P.S. is that spelling of 12th right? spell checker says it is...
I'm going to blow up your premise. I have a friend who built a CBG with 17 frets per octave. He said it was really good for Blues improvisation.
the best and Merry Christmas,
in that case because he is not using the standard western scale of 12 notes per octave the rule gets rewritten as "for 12 read the number of notes per octave. " in your friends case the 12th fret is renamed the 17 but it is still 1/2 the scale length. if you were to go to the sub continent and south asia then they have 22 notes per octave. BUT you can not defeat the laws of physics. 1 octave higher is double the frequency and 1/2 the string length.
of course you're right. just having fun. Happy New Year too.
True, but I have seen that rule broken.
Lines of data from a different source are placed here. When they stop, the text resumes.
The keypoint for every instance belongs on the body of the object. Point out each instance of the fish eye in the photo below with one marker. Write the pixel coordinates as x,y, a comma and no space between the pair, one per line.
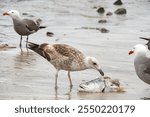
94,63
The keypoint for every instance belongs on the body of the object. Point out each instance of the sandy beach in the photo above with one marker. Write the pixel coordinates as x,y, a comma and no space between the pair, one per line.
29,76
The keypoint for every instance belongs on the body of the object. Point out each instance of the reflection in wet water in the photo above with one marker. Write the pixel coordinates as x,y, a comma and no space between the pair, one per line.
29,76
67,94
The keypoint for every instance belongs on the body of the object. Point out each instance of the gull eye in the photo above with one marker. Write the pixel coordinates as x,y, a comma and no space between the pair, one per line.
94,63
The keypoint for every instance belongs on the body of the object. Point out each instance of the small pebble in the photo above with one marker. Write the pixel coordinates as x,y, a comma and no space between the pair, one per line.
109,13
50,34
104,30
102,21
118,2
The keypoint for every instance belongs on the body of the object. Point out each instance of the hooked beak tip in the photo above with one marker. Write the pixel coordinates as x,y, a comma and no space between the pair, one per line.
101,72
4,14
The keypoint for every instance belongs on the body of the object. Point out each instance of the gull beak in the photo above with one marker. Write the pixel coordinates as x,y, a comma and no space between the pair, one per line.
101,72
130,52
6,13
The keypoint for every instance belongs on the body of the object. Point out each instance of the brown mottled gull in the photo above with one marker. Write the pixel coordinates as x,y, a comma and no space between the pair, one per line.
65,57
141,62
24,27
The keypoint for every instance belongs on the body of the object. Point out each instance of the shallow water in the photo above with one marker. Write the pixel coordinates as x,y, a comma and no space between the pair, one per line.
29,76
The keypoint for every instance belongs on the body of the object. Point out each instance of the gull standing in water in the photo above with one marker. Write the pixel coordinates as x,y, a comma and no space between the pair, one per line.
65,57
24,27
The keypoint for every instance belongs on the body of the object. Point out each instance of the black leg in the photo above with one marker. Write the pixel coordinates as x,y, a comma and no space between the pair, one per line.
27,41
27,44
20,42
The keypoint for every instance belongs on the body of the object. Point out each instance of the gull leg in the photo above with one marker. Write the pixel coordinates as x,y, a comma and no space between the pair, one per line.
56,76
27,43
20,44
70,79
Probably to poor effect.
The no rules ethos is substantially correct, as in construction methods and materials aren't bound by any formula, but that has really applied since someone first struck a hollow log with a stick, since then, accoustically anyway, the search has been on for the "right" materials, and the bestest best, might still be found, but sadly if you want your instrument to work mathematically, there's still only a couple of pathways, and probably only one on a fretted stick and box. that's in the conventional sense, fanned frets, and different scales etc can be far from what's normal, but there's rules there too
fan frets still use the same formula. its just that the base strings use a longer scale length than the treble string. you just have to pick a fret in the middle somewhere to anchor them both too. this fret will be 90 deg to the neck like normal frets... i think most fan frets use the 12 although a lot of pictures of fan fret bass guitars i have seen seem to anchor around the 7th fret
No Rules, but results can be mixed. Do what you want with what you want doesn't always turn out for the best. A adjustable wrench will work on tightening/loosening a bolt, it will also strip the head and cause busted knuckles in no time flat.
Necks can be the hardest part of a build and most any type of wood or other material can be used. Some choices of material are better than others. Example: Soft Pine - if your building a neck out of 1 piece without a trussrod, don't expect too much unless it's a 3 string and not used on a Bass. Poplar, Maple, Oak, Hickory, Mahogany and other hard woods are a better choice.
Multiple pieces/lamination's add strength. Trussrods can be non-adjustable steel rod, aluminum channel or graphite rods. Adjustable trussrods are a great thing to have in necks made of soft woods as well as hard woods. I recommend a trussrod of some type on a neck with a scale length of 20" or more for more than 3 strings.
Use a good wood glue. Elmers Wood Glue Max, Titebond and others out there.
Not all construction methods are great. Those strings have a lot of pressure on the git and a badly put together one will fold up or break.
So there are some rules.
Hey this made me come up with a new saying. Correct me if I'm wrong please, " You can ignore physics, but physics will not ignore you."